October 25, 2012 10:30 AM

By Caron Lindsay in Liberal Democrat Voice

Originally published by East Midlands Liberal Democrats

Nick Clegg was at the Mansion House last night talking to business leaders about the economy. The BBC reports that his speech covered three main themes: Europe, banking and responsible enterprise, emphasising an approach based on pragmatism, not dogma.

It must be a struggle for the man who knows Europe backwards from his time there working for Leon Brittain to have to work with Tories whose ideas are most often borne out of xenophobic, ill-informed prejudice. Nick is not blind to Europe's faults, but he knows how to sort it out. He makes the point that Britain has to engage at every stage of the debate otherwise the Eurozone countries will effectively undermine the single market by creating another amongst themselves. He talks about encouraging Europe wide banking reform and also making sure that the rules on the way the various central banks talk to each other are worked out fairly.

He also says that the Eurozone countries need to remember that a huge proportion of the European financial services industry is based in Britain and if they compromise us, they hurt the whole of Europe.

Nick goes on to outline the measures the Government has taken to make sure businesses have the money they need and then to talk about the need for responsible enterprise. That involves the measures Vince Cable is bringing in to give workers and shareholders a greater say in their companies and also to get more women on boards.

He says he wants business and the Government to work together to sort the economy out after the ravages of the crash of 2008.

He's clearly setting out the Liberal Democrat stall as a pro-business party, telling them that we've always supported enterprise and free trade.

burtWhile he was speaking, Lorely Burt was emailing party members to tell them about Nick's speech and to invite them to complete a small business survey. This is where I start to blush rather profusely. I wanted to see what the questions were and you have to answer the questions on one page before you progress to the next. So, I just made stuff up, assuming, like with the Liberal Democrat Voice surveys, that I'd have the chance to back out before I submitted my answers. No such luck. As I write, someone in Liberal Democrat HQ is probably spluttering with either amusement or indignation. Maybe I"ll be lucky and mine will have vanished into the technological ether and nobody will be any the wiser about the activities of the Rainbow Knitting Company owned by Indigo Violet.

This is the second, I think, interactive email from an MP. Jo Swinson sent one during the Summer asking for views and suggestions on economic growth.
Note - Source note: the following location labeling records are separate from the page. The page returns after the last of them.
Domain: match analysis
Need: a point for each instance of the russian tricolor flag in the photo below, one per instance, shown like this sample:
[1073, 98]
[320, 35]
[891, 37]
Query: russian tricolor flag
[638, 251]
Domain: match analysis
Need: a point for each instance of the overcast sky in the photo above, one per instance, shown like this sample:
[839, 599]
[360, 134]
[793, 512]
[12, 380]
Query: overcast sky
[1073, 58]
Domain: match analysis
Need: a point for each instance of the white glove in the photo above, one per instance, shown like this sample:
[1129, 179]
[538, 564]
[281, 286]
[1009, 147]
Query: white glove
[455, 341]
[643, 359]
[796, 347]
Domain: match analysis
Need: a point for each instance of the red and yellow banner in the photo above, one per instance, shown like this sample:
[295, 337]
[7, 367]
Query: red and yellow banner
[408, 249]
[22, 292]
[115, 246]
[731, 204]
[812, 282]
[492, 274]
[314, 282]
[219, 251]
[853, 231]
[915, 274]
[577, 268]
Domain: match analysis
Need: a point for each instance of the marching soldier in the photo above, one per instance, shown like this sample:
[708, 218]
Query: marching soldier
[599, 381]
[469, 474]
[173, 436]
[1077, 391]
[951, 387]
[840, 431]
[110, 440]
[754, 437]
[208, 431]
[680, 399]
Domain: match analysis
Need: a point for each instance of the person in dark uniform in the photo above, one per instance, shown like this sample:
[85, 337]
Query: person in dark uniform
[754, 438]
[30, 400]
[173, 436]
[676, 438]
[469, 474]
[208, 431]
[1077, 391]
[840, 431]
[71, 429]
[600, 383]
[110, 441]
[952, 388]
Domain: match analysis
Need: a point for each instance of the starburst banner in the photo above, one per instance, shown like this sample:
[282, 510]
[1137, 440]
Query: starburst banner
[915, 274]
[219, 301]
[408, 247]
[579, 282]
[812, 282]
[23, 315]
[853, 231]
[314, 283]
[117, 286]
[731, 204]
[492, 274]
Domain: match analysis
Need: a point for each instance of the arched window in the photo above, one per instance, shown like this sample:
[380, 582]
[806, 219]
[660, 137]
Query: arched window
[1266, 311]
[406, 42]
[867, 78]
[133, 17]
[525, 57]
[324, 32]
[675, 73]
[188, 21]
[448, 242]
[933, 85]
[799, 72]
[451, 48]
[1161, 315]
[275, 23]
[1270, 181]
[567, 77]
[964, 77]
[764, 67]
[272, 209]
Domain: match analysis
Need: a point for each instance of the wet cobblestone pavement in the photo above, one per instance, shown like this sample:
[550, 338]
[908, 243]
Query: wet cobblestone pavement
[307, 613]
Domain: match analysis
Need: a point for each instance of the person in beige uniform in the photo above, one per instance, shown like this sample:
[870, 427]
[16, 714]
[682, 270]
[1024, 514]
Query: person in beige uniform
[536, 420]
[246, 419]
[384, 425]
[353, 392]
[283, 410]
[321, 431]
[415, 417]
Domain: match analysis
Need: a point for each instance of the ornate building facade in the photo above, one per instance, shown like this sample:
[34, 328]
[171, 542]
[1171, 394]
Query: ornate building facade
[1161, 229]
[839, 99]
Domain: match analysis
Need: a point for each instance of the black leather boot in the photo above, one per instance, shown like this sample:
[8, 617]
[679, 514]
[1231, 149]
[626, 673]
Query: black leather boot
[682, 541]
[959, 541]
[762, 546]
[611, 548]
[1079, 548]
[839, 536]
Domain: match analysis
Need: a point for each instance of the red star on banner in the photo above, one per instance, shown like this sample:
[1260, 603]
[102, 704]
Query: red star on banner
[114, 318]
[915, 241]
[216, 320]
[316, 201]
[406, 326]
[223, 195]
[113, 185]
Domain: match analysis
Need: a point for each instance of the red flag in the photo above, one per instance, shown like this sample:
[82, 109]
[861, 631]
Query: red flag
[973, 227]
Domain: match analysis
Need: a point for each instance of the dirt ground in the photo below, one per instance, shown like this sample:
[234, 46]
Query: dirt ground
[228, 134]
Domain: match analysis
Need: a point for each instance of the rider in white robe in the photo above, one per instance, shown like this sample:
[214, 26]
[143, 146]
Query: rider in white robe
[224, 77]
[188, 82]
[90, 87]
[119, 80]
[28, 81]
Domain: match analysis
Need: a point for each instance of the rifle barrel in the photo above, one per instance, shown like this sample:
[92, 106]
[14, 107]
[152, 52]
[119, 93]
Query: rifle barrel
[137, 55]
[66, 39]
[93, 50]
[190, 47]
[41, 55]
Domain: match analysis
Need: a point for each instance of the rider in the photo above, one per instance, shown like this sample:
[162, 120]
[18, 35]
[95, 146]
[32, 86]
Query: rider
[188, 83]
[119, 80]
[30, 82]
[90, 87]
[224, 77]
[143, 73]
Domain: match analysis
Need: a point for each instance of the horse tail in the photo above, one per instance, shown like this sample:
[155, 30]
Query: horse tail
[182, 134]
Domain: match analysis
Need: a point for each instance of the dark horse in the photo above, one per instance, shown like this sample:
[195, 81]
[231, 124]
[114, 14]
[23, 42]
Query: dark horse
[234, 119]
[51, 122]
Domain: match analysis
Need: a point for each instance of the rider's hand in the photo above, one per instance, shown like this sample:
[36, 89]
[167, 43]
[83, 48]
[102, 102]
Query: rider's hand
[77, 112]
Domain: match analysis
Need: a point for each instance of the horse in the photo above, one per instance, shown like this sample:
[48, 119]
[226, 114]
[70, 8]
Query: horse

It's a positive development from the Internal Communications team.

Going back to Nick's speech, it's quite a delicate line for him to tread - to show that the Liberal Democrats are pro-business, but against corporate abuse of power. One of the key elements of liberalism is to protect citizens from the abuse of power by the state or anyone else. Another is to promote enterprise and encourage business and trade. It's important that we do both.